01 - Preheat oven to 375°F. Lightly grease a 9x13-inch baking dish with butter or oil.
02 - Melt unsalted butter in a saucepan over medium heat. Add diced onion and minced garlic and sauté for 2–3 minutes until softened.
03 - Whisk in all-purpose flour and cook for 1 minute, stirring constantly to prevent burning.
04 - Gradually add whole milk while whisking until smooth. Simmer for 3–4 minutes until the mixture thickens slightly. Stir in Dijon mustard, kosher salt, black pepper, and smoked paprika, then remove from heat.
05 - In the greased baking dish, arrange half the cooked chicken, then all diced ham, followed by half the Swiss cheese.
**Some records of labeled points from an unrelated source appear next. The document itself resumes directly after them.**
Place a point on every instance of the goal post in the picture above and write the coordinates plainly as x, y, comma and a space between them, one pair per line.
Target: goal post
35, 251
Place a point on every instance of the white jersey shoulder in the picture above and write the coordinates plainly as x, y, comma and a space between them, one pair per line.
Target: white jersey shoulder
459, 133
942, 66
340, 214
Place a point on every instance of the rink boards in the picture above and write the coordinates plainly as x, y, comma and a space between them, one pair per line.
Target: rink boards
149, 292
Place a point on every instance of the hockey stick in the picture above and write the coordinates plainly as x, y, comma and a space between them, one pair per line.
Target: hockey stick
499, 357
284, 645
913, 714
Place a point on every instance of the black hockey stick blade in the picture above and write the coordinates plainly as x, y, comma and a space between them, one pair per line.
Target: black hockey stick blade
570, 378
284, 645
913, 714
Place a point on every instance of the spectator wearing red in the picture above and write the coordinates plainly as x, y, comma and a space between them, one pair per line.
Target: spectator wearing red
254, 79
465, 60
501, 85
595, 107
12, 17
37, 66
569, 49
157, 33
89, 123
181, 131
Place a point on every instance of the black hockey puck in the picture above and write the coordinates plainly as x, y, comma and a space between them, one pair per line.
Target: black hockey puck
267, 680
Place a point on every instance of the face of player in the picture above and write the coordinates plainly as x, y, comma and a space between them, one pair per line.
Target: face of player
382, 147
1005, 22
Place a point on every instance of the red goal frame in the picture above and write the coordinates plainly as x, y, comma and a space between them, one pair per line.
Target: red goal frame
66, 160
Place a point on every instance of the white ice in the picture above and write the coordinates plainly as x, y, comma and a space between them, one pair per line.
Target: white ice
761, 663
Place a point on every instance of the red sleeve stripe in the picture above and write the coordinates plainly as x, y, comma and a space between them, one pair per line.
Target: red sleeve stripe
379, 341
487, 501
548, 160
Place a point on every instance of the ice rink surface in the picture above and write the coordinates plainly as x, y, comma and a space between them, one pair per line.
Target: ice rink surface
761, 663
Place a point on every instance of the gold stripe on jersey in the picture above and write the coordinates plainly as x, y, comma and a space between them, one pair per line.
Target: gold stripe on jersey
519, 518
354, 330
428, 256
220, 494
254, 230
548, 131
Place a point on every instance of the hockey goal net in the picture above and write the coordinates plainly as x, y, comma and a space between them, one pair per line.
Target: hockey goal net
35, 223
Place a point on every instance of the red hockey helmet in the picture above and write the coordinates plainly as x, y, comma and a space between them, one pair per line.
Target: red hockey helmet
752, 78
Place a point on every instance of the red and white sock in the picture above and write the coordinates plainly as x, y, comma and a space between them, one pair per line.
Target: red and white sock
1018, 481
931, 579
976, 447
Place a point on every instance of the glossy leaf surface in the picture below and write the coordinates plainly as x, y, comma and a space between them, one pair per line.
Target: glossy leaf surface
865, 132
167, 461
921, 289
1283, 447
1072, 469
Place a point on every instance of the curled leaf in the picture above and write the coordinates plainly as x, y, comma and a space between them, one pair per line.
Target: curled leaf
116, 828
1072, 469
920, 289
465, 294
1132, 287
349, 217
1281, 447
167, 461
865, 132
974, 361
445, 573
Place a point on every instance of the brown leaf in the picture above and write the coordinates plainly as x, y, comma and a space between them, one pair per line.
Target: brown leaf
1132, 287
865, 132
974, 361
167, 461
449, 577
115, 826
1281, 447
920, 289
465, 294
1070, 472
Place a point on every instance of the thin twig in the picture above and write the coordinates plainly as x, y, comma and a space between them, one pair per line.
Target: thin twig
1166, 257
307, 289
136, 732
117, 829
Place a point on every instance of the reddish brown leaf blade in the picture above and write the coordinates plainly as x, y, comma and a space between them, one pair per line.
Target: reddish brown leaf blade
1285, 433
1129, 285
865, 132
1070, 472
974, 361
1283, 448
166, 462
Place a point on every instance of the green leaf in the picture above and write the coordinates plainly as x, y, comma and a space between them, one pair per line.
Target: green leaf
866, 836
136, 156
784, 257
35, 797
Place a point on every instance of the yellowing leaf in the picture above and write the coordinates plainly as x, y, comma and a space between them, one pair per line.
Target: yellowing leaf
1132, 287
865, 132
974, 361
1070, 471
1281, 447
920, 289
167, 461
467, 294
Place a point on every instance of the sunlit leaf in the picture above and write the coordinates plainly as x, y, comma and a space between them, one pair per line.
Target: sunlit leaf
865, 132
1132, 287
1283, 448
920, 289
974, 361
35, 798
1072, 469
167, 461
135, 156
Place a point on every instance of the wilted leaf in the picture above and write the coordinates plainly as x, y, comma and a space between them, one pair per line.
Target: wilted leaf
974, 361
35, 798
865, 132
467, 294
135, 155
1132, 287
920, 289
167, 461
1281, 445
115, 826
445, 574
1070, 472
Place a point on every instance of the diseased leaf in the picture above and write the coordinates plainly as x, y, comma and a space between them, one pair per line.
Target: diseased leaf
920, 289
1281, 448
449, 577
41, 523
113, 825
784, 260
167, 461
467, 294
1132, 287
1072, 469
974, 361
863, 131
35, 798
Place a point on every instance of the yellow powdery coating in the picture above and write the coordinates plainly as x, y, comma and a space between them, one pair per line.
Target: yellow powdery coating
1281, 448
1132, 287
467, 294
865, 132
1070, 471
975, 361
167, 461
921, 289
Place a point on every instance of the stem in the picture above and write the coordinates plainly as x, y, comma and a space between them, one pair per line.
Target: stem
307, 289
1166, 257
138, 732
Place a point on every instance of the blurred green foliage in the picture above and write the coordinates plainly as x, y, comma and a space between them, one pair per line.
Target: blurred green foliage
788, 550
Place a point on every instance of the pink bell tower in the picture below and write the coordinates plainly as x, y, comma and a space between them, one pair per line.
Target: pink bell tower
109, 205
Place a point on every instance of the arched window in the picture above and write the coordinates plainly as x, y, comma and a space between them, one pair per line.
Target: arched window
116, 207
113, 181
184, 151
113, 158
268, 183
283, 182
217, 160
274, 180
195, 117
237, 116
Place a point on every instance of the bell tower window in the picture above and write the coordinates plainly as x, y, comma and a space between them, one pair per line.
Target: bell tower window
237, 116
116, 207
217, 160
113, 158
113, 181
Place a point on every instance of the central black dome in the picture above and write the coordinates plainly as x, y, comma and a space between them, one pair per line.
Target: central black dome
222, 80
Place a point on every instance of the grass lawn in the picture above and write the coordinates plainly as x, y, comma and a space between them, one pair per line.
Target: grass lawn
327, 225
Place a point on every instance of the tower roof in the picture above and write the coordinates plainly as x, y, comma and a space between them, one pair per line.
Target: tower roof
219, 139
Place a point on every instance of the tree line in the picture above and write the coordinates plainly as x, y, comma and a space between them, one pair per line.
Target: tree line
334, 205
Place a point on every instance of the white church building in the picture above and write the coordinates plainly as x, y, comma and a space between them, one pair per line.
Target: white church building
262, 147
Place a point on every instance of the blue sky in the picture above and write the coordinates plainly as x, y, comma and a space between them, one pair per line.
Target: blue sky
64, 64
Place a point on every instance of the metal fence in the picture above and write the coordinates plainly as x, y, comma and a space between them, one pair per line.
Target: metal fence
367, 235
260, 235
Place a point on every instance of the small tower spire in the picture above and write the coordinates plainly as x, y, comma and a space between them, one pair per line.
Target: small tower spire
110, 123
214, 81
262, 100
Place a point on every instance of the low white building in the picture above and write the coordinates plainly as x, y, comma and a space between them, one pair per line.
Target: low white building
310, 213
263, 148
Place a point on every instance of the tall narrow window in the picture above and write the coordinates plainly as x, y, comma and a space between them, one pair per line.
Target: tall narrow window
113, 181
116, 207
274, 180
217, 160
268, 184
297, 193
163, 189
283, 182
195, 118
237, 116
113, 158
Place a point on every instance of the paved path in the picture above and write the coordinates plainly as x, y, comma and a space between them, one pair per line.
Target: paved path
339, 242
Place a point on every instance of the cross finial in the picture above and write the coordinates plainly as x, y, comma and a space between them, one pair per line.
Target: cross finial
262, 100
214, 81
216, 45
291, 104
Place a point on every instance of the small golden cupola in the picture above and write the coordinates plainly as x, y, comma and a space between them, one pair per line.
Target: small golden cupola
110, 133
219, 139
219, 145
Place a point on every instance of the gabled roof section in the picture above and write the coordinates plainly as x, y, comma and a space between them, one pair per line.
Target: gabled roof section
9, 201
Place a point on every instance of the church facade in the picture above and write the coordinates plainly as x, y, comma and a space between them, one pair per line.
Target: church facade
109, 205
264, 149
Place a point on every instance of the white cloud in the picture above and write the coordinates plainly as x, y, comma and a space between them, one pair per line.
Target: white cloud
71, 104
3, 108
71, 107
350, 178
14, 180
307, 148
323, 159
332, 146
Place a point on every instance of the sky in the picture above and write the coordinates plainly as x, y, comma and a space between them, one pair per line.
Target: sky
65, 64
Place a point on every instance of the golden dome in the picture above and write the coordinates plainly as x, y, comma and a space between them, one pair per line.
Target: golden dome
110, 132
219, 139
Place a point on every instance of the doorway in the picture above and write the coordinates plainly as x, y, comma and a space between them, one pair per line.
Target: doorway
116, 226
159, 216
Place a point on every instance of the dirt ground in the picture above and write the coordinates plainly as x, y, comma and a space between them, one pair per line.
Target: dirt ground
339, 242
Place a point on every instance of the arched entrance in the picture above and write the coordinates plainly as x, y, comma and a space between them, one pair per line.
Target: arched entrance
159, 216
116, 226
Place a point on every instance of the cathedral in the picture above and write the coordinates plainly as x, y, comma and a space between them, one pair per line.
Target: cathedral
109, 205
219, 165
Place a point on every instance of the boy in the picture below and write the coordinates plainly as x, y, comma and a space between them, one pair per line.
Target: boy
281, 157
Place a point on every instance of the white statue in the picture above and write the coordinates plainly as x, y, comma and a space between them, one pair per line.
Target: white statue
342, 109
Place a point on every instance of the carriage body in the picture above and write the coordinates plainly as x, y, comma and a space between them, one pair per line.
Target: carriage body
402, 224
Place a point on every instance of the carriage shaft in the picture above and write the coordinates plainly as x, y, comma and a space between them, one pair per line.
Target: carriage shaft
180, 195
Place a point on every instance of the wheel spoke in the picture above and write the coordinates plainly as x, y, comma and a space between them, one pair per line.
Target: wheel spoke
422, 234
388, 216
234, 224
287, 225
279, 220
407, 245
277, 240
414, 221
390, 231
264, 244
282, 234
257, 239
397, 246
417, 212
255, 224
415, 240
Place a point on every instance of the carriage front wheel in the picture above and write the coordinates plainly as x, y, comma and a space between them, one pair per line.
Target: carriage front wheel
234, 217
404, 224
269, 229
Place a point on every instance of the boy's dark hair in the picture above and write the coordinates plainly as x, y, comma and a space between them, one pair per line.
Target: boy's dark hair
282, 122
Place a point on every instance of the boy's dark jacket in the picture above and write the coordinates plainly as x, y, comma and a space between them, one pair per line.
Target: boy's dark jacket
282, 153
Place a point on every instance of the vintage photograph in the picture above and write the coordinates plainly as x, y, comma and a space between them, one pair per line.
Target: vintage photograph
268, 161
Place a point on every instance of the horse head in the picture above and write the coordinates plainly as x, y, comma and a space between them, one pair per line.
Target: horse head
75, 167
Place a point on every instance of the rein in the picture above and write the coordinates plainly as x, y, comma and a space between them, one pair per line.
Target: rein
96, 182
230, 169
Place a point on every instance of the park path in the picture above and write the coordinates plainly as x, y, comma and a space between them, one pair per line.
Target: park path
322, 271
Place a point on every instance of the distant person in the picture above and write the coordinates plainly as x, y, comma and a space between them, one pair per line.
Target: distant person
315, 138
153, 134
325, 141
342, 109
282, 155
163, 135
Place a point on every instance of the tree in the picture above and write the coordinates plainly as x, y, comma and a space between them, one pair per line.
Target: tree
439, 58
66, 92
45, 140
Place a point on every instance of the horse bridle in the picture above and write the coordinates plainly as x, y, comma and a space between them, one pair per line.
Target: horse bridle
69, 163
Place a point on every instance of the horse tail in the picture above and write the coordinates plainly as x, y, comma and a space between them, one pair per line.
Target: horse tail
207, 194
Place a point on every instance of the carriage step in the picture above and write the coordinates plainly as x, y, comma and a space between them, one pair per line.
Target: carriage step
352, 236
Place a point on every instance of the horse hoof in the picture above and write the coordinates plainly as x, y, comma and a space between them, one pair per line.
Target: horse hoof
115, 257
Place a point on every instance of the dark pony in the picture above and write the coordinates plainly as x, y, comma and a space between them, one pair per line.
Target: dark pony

Add the remaining chicken and top with the rest of the Swiss cheese.
06 - Pour the warm cream sauce evenly over the assembled layers in the baking dish.
07 - In a mixing bowl, combine Panko breadcrumbs and grated Parmesan. Sprinkle the mixture evenly over the surface.
08 - Transfer to the preheated oven. Bake, uncovered, for 30–35 minutes until the topping is golden and the filling is bubbling at the edges.
09 - Remove from oven and let rest for 5 minutes before cutting and serving.